Di Spagna, in questi giorni, si parla molto sui giornali e sui media. La proclamazione dell'indipendenza della Catalogna e la dura reazione di Madrid ha portato in primo piano la crisi interna di un Paese che lentamente si stava risollevando dalla bolla finanziaria che l'aveva colpita a partire dal 2008 in poi.

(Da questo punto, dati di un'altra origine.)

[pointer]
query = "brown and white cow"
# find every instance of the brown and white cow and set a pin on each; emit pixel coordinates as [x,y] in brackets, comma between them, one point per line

Per comprendere a pieno la difficile situazione di quegli anni vale la pena vedere un bel thriller dal titolo italiano Che Dio ci perdoni di Rodrigo Sorogoyen (su Sky Cinema Uno, in prima tv, martedì 24 ottobre alle 21.15) ambientato nell'estate del 2011 proprio a Madrid in occasione della visita di papa Ratzinger (Benedetto XVI, non ancora dimissionario).

La capitale spagnola, in quel periodo, era una città che non viveva un periodo facile: la crisi economica arrivata dagli Stati Uniti e che aveva colpito progressivamente tutta l’Europa stava creando un clima di rabbia da parte della popolazione e di sfiducia nei confronti dell’ establishment politico. Un generale scontento che si raccoglieva nelle proteste di piazza degli “indignatos”.
    
In questo quadro di frustrazione e di disagio sociale, si colloca la storia di questo film:      Uno spietato assassino si aggira alla ricerca di anziane signore madrilene. Due diversi ispettori, Luis Velarde (Antonio de la Torre) e Javier Alfaro (Roberto Álamo), molto diversi nel loro procedere e con cui nessun collega vuole avere a che fare, sono chiamati a collaborare con un ordine ben preciso e chiaro: risolvere il caso il prima possibile e soprattutto nel più assoluto riserbo e silenzio. Una caccia all'uomo che li costringe a fare qualcosa che non avrebbero mai immaginato: pensare e agire come l'assassino.